I\'m using a server with 128GB memory to do some computation. I need to malloc() a 2D float array of size 56120 * 56120. An example code is as follows:

Answer 1

As other have pointed out, 56120*56120 overflows int math on OP's platform. That is undefined behavior (UB).

malloc(size_t x) takes a size_t argument and the values passed to it is best calculated using at least size_t math. By reversing the multiplication order, this is accomplished. sizeof(float) * num cause num to be widened to at least size_t before the multiplication.

int num = 56120,i,j;
// ls = (float *)malloc((num * num)*sizeof(float));
ls = (float *) malloc(sizeof(float) * num * num);

Even though this prevents UB, This does not prevent overflow as mathematically sizeof(float)*56120*56120 may still exceed SIZE_MAX.
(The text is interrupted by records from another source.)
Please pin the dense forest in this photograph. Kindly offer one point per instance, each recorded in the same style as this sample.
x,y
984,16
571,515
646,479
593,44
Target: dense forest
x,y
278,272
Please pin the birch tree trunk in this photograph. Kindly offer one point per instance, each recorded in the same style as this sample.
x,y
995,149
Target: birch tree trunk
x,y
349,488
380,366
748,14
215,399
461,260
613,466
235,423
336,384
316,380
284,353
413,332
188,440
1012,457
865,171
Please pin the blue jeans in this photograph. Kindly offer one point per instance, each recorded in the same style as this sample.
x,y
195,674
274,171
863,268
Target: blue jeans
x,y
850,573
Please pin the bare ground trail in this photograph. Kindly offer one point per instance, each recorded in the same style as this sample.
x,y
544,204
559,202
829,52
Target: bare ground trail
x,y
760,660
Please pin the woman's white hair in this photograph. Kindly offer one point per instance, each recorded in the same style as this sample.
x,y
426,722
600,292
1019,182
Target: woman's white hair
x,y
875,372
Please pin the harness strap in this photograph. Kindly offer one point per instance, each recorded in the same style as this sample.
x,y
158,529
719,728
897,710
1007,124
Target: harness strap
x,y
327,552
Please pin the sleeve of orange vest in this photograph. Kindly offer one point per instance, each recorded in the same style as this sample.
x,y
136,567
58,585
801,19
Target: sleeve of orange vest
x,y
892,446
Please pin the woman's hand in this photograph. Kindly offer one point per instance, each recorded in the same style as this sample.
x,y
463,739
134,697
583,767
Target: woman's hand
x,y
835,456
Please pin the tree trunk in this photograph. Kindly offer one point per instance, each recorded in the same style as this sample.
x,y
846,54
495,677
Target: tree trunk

Code could detect potential overflow beforehand.

if (num < 0 || SIZE_MAX/sizeof(float)/num < num) Handle_Error();

No need to cast the result of malloc().
Using the size of the referenced variable is easier to code and maintain than sizing to the type.
When num == 0, malloc(0) == NULL is not necessarily an out-of-memory.
All together:

int num = 56120;
if (num < 0 || ((num > 0) && SIZE_MAX/(sizeof *ls)/num < num)) {
  Handle_Error();
}
ls = malloc(sizeof *ls * num * num);
if (ls == NULL && num != 0) {
  Handle_OOM();
}

Answer 2

The problem is, that your calculation

(num * num) * sizeof(float)

is done as 32-bit signed integer calculation and the result for num=56120 is

-4582051584

Which is then interpreted for size_t with a very huge value

18446744069127500032

You do not have so much memory ;) This is the reason why malloc() fails.

Cast num to size_t in the calculation of malloc, then it should work as expected.

Answer 3

float ls[3149454400]; is an array with automatic storage type, which is usually allocated on the process stack. A process stack is limited by default by a value much smaller than 12GB you are attempting to push there. So the segmentation fault you are observing is caused by the stack overflow, rather than by the malloc.

Answer 4

int num = 56120,i,j;
ls = (float *)malloc((num * num)*sizeof(float));

num * num is 56120*56120 which is 3149454400 which overflows a signed int which causes undefined behavoir.

The reason 40000 works is that 40000*40000 is representable as an int.

Change the type of num to long long (or even unsigned int)

Answer 5

This is in contrast to what others have written, but for me, changing the variable num to size_t from int allows allocation. It could be that num*num overflows the int for malloc. Doing malloc with 56120 * 56120 instead of num*num should throw an overflow error.